Legal Watch: Protect your Accounts

Nov. 1, 2013
Examining the value of restrictive covenants in business and employee contracts

Customer accounts are the lifeblood of your business — and the most likely target for unscrupulous competitors, former employees or disgruntled former business partners. How can you protect these accounts and preserve the value of your business? One way is to use restrictive covenants in all employment agreements. Often, the mere presence of these covenants, whether or not they are enforceable, will dissuade would-be poachers from attacking your accounts.

The provisions appropriate for your top salesperson will differ from those for office personnel; however, every employee should be covered by restrictive covenants. Furthermore, all business contracts should include restrictive covenants — whether among the company’s ownership or between the company and its dealers or independent contractors.

Drafting restrictive covenants is not a do-it-yourself project. And one size does not fit all. Courts do not like restrictive covenants and often look for any reason to avoid them; in fact, some states, such as California, refuse to enforce such clauses. In those states where restrictive covenants are enforceable, the covenants must be narrowly drafted to protect a legitimate business interest, and they must also include specific components. Otherwise they may lack the protections you are seeking (and thought you had).

Potential Elements of Restrictive Covenants

Make sure to have these agreements drafted by an attorney who understands restrictive covenants. Your attorney can also help you decide whether some, or all, of the following provisions should be included in your agreements:

Non-compete clauses provide the highest level of protection but are the most difficult to enforce. Courts are reluctant to restrict a former employee’s ability to find work to support his family — even if it’s with your competitor. Enforcement often depends on specific facts. A court probably won’t enforce a non-compete against a technician — you likely have no legitimate business interest in restricting his employment — but may enforce a non-compete against an employee who solicits business from your customers. You do have a legitimate business interest in protecting your customer relationships.

The duration and geographic scope of a non-compete clause must narrowly tailored as well. You cannot stop a former employee from competing in geographic areas where you are not operating, for example. Additionally, the time period covered by a non-compete must also be reasonable. Generally the shorter the duration, the more likely the clause will be enforced.

Non-solicitation clauses directly prohibit parties from soliciting your existing customers. Courts are more likely to enforce these provisions than non-compete clauses because they specifically protect your ongoing customer relationships. Enforcement of non-solicitation clauses often depends on who solicited whom: did the former employee solicit the customer or did the customer approach the employee?
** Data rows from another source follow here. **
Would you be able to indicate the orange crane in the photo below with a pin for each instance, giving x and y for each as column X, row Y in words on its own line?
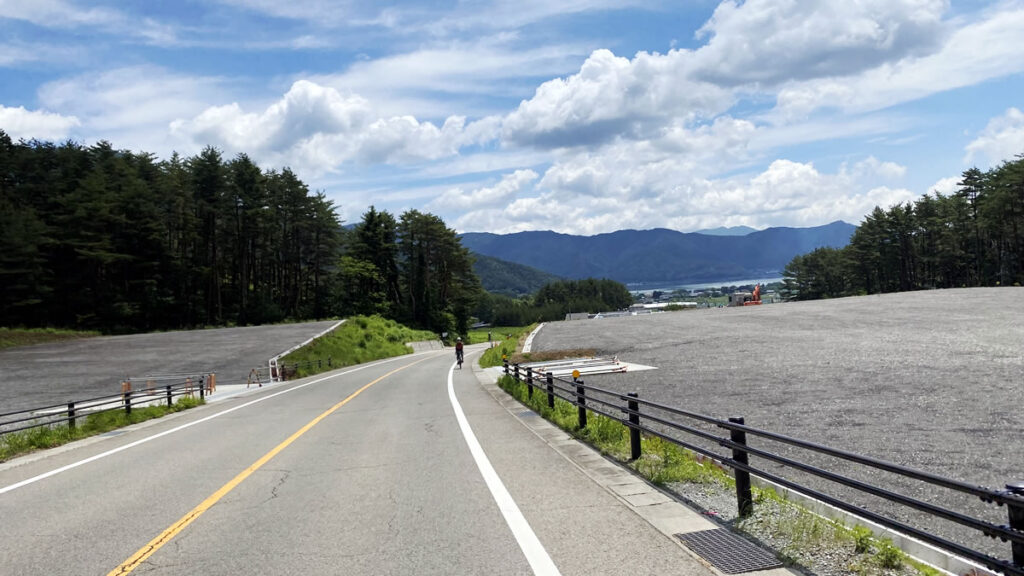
column 755, row 297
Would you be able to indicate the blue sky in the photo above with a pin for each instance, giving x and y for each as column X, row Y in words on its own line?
column 580, row 116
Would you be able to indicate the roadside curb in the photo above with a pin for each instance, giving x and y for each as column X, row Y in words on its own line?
column 664, row 512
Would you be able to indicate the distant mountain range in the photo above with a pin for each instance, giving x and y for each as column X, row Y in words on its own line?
column 659, row 255
column 510, row 279
column 723, row 231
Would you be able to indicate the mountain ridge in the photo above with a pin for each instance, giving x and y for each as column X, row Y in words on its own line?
column 658, row 254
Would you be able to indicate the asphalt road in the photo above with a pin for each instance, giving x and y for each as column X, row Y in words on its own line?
column 47, row 374
column 383, row 484
column 933, row 380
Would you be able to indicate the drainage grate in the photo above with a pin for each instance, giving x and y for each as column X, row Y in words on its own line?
column 728, row 552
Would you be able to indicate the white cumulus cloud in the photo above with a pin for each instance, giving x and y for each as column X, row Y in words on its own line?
column 499, row 195
column 1001, row 139
column 773, row 41
column 315, row 128
column 594, row 198
column 613, row 96
column 38, row 124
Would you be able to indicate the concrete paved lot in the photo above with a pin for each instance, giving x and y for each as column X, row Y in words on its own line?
column 933, row 380
column 47, row 374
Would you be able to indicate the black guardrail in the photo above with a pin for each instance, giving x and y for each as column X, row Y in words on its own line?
column 638, row 415
column 153, row 389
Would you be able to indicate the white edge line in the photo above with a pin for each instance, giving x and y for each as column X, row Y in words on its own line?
column 531, row 547
column 65, row 468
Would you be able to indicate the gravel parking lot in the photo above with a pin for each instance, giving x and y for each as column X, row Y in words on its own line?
column 933, row 380
column 46, row 374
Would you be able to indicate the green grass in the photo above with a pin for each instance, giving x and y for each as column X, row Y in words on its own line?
column 507, row 338
column 664, row 462
column 11, row 337
column 359, row 339
column 16, row 444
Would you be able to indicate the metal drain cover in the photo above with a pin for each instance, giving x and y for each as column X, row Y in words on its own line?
column 728, row 552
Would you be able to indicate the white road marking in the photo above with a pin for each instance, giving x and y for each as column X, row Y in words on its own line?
column 528, row 542
column 55, row 471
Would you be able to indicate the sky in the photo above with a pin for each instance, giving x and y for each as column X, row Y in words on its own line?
column 577, row 116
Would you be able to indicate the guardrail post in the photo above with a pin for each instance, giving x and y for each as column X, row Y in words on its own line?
column 1016, row 511
column 744, row 500
column 634, row 407
column 582, row 403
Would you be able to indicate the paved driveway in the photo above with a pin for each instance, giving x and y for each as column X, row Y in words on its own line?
column 60, row 372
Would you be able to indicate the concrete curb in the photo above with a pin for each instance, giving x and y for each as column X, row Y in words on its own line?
column 671, row 517
column 667, row 515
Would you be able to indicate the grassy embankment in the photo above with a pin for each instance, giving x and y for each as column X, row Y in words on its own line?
column 507, row 339
column 665, row 463
column 11, row 337
column 16, row 444
column 360, row 338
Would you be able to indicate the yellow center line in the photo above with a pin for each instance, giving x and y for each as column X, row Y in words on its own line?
column 176, row 528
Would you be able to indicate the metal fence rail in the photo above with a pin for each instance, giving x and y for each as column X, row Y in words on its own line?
column 641, row 416
column 69, row 413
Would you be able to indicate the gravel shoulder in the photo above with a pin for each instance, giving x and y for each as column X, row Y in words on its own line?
column 45, row 374
column 932, row 380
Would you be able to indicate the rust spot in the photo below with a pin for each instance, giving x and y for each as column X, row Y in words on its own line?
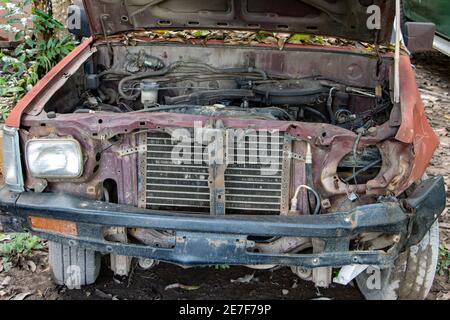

Non-acceptance clauses prohibit former employees from accepting business from your customers and are more difficult to enforce than non-solicitation clauses because they restrict the customer’s right to choose a service provider. Well-drafted restrictive covenants not only include prohibitions against soliciting or accepting business from existing clients but also from your business prospects as well.

Non-disparagement clauses prohibit employees from speaking critically of their former employer and offer more specific protection than defamation laws.

Non-disclosure agreements prohibit the disclosure of trade secrets including confidential customer lists. But keeping information confidential can be tricky — the information must not only be secret and provide a competitive advantage, but you also must take reasonable steps to protect it from disclosure — even within your office.

Litigation

Even if you do not have enforceable restrictive covenants, you still may be able to protect your accounts or confidential business information. Most state laws and some federal laws provide protection for “unfair competition.” A written contract with customers who were inappropriately solicited may support a claim of tortious interference with contractual relations. Even if you do not have a written contract with a customer, you may still have claims.

Litigation to enforce restrictive covenants or seeking protection under the laws of unfair competition may be more costly than other lawsuits because you must generally seek an immediate injunction to stop former employees and their new employers from soliciting your accounts or using your trade secrets. Injunctions are extraordinary measures, and lawsuits seeking them must be filed immediately and are generally prosecuted on a fast track. Hearings are scheduled, depositions need to be taken, court papers filed, and documents exchanged and reviewed — all within a very short period of time. It is like cramming a year’s worth of litigation into a few weeks.

Litigation is an expensive and inefficient way to protect your accounts. The question is: can you afford to ignore unfair competition?

Eric Pritchard co-chairs the electronic security group of Kleinbard Bell & Brecker LLP. Pritchard focuses his practice on the electronic security industry with an emphasis on acquisitions. This column does not constitute legal advice; contact an attorney with specific questions.